Tim Duncan gets it, Kobe Bryant not so much

The San Antonio Spurs announced that the team has extended the contract of Tim Duncan, ensuring that one of the best power forwards of all-time will remain a Spur until the end of the 2011-2012 NBA season. Duncan, who is 31 years old, will effectively retire as a Spur, given that he will be 36 years old when the contract expires.

But, it is not the length of the contract, but the total amount – which incidentally was revealed through the San Antonio Express-News – that caught our attention. According to the local paper, Duncan’s new deal will be worth about $40 million, and is structured in such a way that it will allow the Spurs to go after a big ticket free agent, or two, following the 2009-2010 season. In fact, Duncan, who was eligible for a max extension of $51 million under the collective bargaining agreement, chose to forego those approximately $11 million so that his team could bring in talented teammates, ensuring sustained excellence for the San Antonio Spurs.

In today’s NBA, where superstars asking for trades is a daily occurrence and team loyalty has gone the way of the buffalo, Duncan’s humility and clear understanding of the big picture – that winning is all that should really matter – is refreshing. Duncan clearly realizes that his individual legacy is closely tied to the team’s success, and he is willing to make the necessary sacrifices. This exact point is something that’s lost on players like Kobe Bryant, for example, who has held Lakers management hostage in his often schizophrenic bid to be traded out of Los Angeles.

Kobe seems to have a singular vision, to go down as the greatest player to ever suit up in the NBA. From his 81 point performance to his trade demands, everything Kobe does is predicated on being remembered as the guy who knocked Michael Jordan off the NBA throne. Like Duncan, Kobe also realizes that, despite the stellar individual resume, team success is the key to achieving that perch atop the NBA heap. Unfortunately, Kobe, unlike Duncan, is not willing to make the sacrifices, and hardly ever steps back to take a look at the big picture.

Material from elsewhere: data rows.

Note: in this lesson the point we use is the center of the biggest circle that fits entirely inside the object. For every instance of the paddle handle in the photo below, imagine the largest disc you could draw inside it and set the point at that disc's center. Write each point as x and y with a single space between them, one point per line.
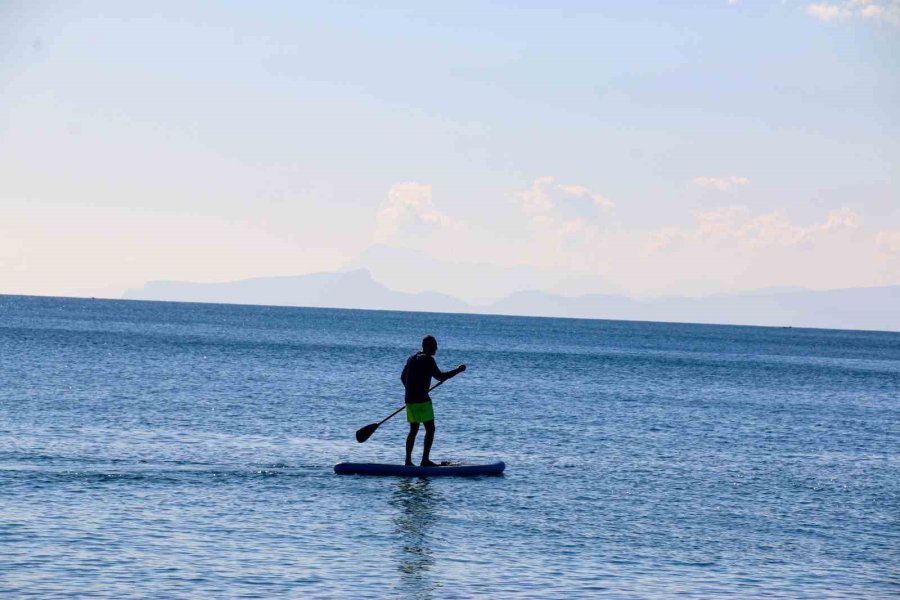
404 406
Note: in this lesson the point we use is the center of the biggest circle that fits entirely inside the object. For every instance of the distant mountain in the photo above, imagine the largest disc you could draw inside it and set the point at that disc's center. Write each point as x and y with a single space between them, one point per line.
352 289
858 308
476 283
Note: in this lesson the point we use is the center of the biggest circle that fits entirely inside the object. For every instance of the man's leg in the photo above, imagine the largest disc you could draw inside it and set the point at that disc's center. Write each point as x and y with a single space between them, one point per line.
411 441
429 439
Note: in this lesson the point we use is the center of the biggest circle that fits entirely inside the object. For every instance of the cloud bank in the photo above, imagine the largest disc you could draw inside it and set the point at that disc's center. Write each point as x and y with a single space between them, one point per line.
885 11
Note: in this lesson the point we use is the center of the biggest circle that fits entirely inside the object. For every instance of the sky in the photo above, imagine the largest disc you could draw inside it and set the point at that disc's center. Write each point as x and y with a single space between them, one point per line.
642 147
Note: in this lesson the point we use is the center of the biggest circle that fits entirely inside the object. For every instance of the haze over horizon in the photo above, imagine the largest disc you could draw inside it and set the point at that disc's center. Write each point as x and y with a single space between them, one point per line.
638 149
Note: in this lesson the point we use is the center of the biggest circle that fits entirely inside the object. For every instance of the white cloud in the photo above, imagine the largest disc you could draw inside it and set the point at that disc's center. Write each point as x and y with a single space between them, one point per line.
736 226
409 203
564 222
723 184
881 10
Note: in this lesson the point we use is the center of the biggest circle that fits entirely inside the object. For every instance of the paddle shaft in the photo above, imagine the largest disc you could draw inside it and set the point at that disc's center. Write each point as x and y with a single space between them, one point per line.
404 406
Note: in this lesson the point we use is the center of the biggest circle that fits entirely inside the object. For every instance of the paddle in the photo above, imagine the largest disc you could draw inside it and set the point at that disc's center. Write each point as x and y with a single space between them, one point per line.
364 433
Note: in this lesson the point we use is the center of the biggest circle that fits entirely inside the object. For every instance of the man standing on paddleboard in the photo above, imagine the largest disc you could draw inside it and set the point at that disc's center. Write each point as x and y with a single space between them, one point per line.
416 378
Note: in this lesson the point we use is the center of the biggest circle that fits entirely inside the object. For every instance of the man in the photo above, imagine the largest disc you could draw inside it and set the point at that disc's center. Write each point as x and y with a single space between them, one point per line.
416 378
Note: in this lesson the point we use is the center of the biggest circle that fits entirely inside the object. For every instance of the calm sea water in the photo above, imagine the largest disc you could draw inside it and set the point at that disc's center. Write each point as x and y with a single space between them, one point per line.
184 450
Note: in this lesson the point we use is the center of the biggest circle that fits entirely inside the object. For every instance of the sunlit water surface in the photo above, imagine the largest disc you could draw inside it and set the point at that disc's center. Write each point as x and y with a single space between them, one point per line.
184 450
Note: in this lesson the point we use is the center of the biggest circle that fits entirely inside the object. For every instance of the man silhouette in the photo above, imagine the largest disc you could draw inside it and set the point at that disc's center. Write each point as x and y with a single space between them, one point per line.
416 378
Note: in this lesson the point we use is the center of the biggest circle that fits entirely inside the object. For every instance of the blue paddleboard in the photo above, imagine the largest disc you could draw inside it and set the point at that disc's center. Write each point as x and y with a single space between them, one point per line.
415 471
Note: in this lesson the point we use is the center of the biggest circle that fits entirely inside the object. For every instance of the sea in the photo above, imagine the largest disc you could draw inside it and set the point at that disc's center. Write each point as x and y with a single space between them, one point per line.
175 450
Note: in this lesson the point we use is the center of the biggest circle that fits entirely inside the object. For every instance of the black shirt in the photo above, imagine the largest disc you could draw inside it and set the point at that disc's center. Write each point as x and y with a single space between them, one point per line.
417 374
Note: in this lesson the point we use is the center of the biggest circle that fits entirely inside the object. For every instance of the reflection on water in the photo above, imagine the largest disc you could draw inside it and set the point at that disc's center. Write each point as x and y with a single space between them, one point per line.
415 501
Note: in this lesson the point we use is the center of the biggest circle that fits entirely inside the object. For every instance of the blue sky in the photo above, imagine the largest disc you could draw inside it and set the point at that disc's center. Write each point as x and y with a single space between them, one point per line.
642 147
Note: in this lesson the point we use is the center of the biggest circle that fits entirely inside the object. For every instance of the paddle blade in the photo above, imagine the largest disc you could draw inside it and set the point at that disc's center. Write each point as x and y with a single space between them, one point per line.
364 433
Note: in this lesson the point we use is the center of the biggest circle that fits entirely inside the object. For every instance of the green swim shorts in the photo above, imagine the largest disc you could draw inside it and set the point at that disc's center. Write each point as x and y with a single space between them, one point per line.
419 412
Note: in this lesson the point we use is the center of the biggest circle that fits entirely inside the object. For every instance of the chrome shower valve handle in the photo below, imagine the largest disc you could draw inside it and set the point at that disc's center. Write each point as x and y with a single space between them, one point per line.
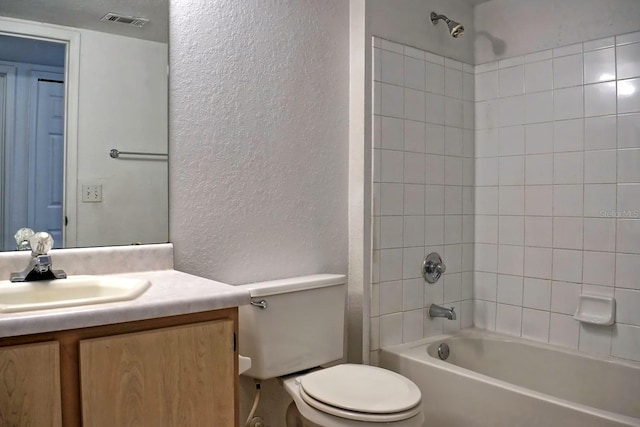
433 267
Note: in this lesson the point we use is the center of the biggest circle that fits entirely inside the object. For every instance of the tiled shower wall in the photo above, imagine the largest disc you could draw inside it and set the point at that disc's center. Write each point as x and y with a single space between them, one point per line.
423 191
558 193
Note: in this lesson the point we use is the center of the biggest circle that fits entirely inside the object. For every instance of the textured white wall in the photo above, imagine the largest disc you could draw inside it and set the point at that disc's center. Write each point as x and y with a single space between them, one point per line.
408 22
128 77
259 138
507 28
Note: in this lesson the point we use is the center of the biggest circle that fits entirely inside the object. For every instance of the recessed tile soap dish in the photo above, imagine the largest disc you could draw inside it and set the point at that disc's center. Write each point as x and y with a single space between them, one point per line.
596 310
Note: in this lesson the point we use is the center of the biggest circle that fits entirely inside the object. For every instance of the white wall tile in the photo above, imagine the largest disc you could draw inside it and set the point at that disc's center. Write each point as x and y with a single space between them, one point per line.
414 199
568 200
486 85
392 166
434 105
599 200
567 71
568 103
600 133
512 110
391 329
628 235
568 135
625 342
435 78
391 199
390 266
538 76
539 138
414 136
568 168
600 234
434 138
537 294
511 230
390 297
486 229
511 170
600 99
564 330
484 314
567 265
627 303
600 166
486 200
414 73
539 200
595 339
628 271
628 96
538 262
600 65
390 232
628 131
392 67
510 289
511 200
413 231
511 140
629 165
538 231
567 233
509 319
539 169
628 60
412 325
391 133
564 297
535 325
539 107
511 81
511 260
599 268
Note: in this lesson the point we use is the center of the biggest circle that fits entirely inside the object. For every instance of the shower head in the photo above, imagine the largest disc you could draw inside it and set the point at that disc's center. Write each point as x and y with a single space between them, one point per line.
455 28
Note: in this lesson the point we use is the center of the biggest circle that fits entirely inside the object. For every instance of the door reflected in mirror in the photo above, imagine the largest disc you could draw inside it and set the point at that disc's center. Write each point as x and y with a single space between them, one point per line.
73 94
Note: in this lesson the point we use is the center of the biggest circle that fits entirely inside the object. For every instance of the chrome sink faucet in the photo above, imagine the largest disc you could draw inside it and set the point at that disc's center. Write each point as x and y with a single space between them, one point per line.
438 311
39 267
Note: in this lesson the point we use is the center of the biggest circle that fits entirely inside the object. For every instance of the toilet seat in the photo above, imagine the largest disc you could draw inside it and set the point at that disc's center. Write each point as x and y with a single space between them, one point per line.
361 392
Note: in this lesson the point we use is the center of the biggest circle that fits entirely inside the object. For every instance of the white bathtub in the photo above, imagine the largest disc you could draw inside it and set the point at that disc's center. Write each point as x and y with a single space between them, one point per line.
492 380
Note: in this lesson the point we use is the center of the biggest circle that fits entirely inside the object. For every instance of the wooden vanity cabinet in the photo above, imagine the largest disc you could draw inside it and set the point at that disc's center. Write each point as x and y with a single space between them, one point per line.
178 371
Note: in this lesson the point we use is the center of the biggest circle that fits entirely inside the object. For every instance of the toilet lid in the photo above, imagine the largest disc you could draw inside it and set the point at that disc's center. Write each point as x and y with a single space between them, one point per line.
361 388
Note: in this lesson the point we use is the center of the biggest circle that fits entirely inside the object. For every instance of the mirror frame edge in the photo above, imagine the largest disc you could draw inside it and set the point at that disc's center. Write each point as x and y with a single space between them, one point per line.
71 38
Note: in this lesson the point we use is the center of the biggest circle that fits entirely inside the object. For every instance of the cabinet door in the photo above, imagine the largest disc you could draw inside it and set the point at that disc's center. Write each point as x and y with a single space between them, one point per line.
173 377
30 385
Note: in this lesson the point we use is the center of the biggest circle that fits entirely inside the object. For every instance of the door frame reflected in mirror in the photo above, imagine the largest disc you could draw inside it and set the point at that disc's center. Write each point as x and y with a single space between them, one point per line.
17 28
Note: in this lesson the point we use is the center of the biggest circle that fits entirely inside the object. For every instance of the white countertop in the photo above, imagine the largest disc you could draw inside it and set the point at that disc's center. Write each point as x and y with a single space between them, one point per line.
171 293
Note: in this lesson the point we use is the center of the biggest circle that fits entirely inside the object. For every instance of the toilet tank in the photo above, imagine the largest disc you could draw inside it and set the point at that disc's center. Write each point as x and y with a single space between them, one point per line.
301 327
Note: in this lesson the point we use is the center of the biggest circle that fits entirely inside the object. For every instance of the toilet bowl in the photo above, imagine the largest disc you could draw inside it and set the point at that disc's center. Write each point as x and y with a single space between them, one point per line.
353 396
294 325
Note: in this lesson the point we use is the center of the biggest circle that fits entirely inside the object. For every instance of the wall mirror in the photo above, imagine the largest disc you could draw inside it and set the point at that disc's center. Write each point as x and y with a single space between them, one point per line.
78 80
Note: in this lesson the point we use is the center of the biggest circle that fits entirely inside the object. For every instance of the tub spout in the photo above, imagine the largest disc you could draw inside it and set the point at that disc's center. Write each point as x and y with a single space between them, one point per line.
437 311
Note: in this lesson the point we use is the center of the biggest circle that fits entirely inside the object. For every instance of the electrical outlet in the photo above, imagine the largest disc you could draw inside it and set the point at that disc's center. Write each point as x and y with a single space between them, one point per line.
92 193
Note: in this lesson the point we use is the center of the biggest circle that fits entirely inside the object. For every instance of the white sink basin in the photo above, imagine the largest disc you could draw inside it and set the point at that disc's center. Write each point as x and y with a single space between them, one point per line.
70 292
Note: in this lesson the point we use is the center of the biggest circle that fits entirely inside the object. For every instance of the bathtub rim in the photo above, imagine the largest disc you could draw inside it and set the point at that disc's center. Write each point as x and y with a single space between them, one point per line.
406 350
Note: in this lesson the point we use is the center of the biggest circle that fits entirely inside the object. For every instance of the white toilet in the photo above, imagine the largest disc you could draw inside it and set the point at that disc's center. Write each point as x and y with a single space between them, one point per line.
296 325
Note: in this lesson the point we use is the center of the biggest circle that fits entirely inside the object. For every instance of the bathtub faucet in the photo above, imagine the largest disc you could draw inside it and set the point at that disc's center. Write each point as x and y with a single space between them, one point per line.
437 311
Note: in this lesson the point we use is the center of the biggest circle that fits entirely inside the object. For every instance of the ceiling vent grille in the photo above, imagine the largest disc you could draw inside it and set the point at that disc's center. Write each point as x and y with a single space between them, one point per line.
130 20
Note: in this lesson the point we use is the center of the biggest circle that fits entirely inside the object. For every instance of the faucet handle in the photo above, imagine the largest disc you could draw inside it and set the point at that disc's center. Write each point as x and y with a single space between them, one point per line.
41 243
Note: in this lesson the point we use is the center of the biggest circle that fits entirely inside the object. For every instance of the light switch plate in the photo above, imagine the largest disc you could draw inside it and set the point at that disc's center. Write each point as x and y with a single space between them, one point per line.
92 193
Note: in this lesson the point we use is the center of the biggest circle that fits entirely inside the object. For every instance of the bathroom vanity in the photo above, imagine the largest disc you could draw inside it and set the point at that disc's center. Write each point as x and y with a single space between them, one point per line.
167 358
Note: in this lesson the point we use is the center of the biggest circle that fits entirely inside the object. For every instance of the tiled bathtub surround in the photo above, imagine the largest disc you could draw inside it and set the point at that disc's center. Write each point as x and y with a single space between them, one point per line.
423 191
558 193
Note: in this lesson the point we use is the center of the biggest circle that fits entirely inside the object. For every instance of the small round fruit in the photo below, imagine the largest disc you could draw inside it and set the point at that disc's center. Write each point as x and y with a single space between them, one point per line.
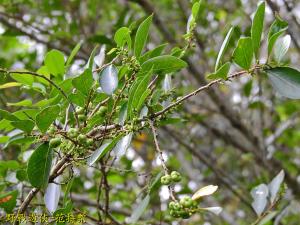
79 110
166 179
73 132
172 205
82 118
55 142
186 202
89 141
176 177
82 138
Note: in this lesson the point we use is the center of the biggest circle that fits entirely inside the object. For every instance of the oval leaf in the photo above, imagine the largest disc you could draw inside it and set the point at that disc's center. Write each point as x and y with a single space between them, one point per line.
39 165
141 36
281 47
45 117
243 53
286 81
109 79
164 64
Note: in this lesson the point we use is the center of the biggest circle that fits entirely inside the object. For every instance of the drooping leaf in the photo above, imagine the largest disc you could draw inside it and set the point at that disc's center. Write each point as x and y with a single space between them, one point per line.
84 82
141 36
139 210
39 165
207 190
259 195
257 27
9 85
274 185
281 47
109 79
286 81
8 201
277 28
73 53
51 197
164 64
102 150
122 36
45 117
221 73
55 62
243 54
223 48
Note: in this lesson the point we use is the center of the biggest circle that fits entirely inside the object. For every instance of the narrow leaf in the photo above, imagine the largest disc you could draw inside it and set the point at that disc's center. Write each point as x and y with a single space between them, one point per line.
39 165
141 36
45 117
286 81
243 53
257 27
223 48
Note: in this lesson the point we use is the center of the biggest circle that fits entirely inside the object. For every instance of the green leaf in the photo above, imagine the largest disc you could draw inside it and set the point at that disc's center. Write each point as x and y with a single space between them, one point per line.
84 82
277 28
55 62
221 73
102 150
7 115
223 48
281 47
122 36
164 64
136 92
243 53
9 85
39 165
140 209
26 102
25 125
8 201
286 81
141 36
152 53
257 27
73 53
23 78
45 117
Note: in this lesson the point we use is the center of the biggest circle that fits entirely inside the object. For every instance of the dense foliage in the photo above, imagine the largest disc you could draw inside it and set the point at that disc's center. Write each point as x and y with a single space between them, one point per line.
149 112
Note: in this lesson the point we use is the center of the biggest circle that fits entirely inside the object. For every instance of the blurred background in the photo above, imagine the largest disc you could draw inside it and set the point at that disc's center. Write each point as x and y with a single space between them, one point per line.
235 136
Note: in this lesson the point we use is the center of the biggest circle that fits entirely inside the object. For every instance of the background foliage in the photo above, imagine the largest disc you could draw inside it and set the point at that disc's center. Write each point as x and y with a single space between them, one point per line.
238 135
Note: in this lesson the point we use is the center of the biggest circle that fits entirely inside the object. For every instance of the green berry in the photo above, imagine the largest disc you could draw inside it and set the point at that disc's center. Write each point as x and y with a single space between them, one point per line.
166 180
55 142
176 177
73 132
186 202
89 141
82 138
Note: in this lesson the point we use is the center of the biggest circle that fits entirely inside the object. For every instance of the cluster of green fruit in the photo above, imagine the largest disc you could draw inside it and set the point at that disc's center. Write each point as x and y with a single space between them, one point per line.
184 208
169 178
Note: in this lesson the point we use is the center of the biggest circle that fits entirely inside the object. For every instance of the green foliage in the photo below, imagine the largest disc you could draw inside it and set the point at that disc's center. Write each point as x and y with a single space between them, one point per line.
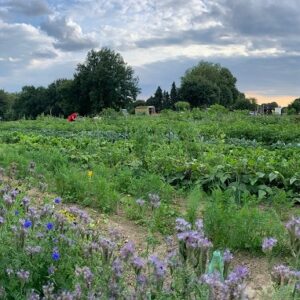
294 107
182 106
207 84
193 203
104 80
241 227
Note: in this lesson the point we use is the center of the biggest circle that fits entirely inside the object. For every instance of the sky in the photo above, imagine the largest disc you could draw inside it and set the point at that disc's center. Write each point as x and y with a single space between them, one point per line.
259 41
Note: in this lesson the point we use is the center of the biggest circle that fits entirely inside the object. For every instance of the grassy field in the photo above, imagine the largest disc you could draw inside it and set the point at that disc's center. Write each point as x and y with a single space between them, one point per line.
240 174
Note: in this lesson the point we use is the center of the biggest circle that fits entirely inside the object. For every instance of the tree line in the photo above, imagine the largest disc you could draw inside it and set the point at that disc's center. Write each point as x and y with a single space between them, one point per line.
104 80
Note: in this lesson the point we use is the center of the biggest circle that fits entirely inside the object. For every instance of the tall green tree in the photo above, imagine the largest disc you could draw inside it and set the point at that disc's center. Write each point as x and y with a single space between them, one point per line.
211 82
200 93
60 97
173 95
295 106
157 99
104 80
3 103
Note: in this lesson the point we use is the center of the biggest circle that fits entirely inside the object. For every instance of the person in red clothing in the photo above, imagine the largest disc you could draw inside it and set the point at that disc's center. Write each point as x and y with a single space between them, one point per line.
72 117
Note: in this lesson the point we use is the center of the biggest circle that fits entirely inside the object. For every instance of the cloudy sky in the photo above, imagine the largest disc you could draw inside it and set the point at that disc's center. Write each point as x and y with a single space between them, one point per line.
259 41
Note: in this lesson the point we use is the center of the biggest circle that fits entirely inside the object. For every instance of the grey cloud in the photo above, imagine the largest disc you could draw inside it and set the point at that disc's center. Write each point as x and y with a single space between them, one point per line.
44 53
68 35
201 36
23 43
261 18
273 75
27 7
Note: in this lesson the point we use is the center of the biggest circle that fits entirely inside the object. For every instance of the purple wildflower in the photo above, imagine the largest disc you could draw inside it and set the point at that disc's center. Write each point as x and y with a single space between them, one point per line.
25 201
117 267
57 200
55 255
268 244
159 266
141 280
14 193
154 200
8 200
51 270
49 226
9 271
140 202
281 274
127 250
182 225
86 274
23 275
107 248
33 296
138 263
199 225
33 249
204 243
227 256
27 224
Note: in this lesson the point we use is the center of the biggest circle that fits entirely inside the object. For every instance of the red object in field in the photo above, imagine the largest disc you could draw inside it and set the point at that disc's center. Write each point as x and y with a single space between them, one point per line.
72 117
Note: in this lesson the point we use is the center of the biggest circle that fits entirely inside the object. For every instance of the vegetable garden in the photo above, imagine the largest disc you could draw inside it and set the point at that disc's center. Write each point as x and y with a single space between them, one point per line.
200 182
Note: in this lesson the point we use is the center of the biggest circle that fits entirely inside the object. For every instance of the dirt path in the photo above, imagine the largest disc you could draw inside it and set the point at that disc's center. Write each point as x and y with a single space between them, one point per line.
259 282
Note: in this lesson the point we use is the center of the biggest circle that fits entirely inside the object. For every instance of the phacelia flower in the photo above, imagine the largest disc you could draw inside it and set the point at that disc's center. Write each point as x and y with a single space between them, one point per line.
49 226
23 275
227 256
57 200
268 244
127 250
55 255
117 267
140 202
154 200
27 224
182 225
159 266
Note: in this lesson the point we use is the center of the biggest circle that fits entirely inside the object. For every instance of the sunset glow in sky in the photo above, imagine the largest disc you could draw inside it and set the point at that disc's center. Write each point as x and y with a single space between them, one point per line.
259 41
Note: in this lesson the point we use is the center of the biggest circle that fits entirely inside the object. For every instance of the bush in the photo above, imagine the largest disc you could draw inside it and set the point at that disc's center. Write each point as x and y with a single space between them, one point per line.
241 228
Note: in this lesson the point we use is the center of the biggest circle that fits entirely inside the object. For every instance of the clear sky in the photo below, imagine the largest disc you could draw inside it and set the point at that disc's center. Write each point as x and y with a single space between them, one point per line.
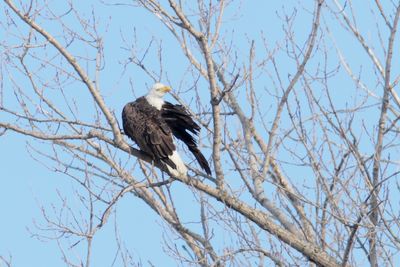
27 184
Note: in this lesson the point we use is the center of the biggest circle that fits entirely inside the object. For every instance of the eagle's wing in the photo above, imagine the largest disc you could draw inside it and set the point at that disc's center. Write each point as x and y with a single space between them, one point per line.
147 128
180 122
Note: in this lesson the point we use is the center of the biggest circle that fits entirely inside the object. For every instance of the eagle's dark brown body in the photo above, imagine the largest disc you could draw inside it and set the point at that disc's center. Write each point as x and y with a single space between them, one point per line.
153 130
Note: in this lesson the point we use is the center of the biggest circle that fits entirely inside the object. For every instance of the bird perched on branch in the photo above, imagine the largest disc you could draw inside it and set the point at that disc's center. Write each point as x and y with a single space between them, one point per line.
152 122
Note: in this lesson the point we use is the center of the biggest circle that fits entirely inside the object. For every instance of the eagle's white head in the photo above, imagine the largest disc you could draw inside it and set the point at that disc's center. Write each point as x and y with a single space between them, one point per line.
156 94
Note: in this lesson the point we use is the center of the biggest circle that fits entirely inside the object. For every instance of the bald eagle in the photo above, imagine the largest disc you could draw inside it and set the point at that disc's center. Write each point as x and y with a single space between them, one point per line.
152 122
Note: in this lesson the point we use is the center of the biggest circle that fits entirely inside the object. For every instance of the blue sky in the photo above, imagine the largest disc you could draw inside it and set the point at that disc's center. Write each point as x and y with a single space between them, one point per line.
26 184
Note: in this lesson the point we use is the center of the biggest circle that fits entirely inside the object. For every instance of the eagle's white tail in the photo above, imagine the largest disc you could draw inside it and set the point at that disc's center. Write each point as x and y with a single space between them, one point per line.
180 166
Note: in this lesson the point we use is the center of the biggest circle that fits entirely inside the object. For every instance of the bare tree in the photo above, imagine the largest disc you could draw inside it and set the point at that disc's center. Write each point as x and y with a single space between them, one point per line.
302 134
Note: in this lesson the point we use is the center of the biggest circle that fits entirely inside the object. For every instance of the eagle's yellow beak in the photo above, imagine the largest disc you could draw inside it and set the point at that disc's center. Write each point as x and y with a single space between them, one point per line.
166 89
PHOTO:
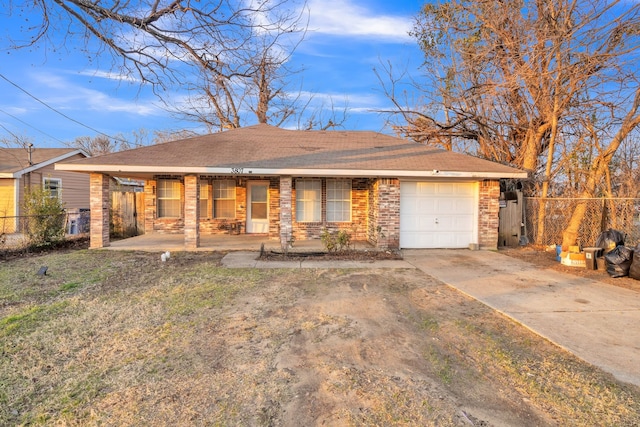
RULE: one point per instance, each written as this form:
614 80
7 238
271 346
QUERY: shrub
46 217
335 241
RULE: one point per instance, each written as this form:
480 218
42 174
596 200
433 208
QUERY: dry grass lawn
119 338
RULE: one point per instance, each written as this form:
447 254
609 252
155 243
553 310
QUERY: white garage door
437 214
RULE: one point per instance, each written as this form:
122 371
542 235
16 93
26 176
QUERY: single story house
21 168
290 184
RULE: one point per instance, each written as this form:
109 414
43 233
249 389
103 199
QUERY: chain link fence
600 215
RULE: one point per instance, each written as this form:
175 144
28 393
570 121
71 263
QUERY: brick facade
286 211
375 214
191 212
384 213
99 202
488 214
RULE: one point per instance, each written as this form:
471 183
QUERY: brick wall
285 209
358 225
488 211
191 212
99 202
149 206
386 229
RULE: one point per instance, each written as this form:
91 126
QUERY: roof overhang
149 171
53 160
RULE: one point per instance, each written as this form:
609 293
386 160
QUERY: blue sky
346 40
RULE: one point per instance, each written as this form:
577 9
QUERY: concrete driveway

If their paths continue to diverge as they have over the last few seasons, when they finally retire, Duncan may be remembered as an all-time great champion in the mold of Magic Johnson, Bill Russell, and Jordan, while Kobe’s legacy may be nothing more than just another supreme talent that never learned to play nice with the other kids in the sandbox. Now, that fate would be devastating for Kobe’s massive ego.